In order to be able to play this futuristic music, Simone says he and the members of Quartetto di Cremona did a lot of research:

"We tried to better understand the man and the composer, reading a lot about him and listening as much as we could to his compositions — not just string quartets. And it was interesting reading [Beethoven's] letters, it comes out that he was a very, very, very deep man. He was really an intellectual. He had a strong personality that really brought him to an internal dimension of the soul that I think gave a big imprinting to his music. And what we tried to do in the recording was to combine all these aspects together — trying to be as technically precise as possible, thinking a lot about tempos, phrasing … and to the slurs and articulations, but also trying to put all the great values that are in Beethoven's music — particularly in the string quartets. That's not easy and I don't want to say that we understood him. I don't think it's possible, really, to understand a genius. But we tried to be a little bit closer to him."

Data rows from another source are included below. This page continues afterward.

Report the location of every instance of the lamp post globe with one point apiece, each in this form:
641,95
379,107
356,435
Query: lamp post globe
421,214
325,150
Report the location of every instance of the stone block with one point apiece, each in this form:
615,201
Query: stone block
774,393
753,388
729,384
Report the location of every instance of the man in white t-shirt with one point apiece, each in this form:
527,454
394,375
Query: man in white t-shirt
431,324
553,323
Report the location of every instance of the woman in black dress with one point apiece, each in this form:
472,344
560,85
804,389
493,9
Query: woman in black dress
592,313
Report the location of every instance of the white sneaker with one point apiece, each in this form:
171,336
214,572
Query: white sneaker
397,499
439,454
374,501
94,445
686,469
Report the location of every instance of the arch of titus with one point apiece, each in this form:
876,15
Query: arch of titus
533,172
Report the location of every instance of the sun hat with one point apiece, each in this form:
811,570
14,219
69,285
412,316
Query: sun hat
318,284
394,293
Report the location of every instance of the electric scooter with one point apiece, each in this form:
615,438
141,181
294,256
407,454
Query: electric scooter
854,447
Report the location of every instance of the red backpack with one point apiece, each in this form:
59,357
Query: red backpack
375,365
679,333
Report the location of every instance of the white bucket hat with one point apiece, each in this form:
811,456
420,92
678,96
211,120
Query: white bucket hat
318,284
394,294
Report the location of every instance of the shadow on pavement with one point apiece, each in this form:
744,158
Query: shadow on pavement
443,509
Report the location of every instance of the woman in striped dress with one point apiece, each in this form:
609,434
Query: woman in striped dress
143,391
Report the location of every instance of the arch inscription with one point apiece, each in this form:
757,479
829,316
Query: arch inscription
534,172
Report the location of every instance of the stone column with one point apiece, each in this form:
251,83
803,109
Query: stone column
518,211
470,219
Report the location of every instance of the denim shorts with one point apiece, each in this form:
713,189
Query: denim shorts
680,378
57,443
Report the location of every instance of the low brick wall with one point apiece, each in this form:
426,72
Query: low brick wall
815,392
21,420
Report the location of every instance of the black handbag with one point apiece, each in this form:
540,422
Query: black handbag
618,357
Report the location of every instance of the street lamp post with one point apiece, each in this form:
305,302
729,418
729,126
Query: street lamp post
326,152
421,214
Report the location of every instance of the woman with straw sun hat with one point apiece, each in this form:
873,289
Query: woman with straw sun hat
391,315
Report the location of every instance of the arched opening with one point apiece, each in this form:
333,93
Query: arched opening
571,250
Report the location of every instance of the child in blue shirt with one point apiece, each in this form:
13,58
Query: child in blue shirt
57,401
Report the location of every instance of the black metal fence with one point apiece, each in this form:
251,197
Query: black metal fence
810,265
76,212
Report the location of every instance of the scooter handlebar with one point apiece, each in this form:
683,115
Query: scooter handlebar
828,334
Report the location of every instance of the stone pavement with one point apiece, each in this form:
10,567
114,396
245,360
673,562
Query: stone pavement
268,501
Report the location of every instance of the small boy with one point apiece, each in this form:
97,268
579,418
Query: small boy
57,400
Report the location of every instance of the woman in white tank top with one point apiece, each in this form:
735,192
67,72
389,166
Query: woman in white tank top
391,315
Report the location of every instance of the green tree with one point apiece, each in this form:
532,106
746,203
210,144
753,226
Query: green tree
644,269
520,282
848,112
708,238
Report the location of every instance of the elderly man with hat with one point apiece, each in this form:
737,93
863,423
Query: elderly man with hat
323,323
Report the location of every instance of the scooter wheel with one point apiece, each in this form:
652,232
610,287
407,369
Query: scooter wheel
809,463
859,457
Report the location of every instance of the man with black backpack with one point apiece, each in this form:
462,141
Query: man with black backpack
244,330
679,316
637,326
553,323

Technical precision is so critical to the sound of a solid string quartet, and it's something Gramaglia says also allows Quartetto di Cremona to truly feel the music. "And this is the big difficulty for musicians," he says. "To be able to be, as much as possible, very precise but not lose the musical side and not lose the meaning of the music and the message we want to communicate. It's why you can't play and record Beethoven in a few weeks. You need really a lot of time. We had to plan the recording years ago, starting to play his quartets around the world and trying every time to be precise in order to be able to be free."

With precision, freedom, and solid camaraderie, the members of Quartetto Di Cremona have discovered the recipe to performing Beethoven's futuristic music.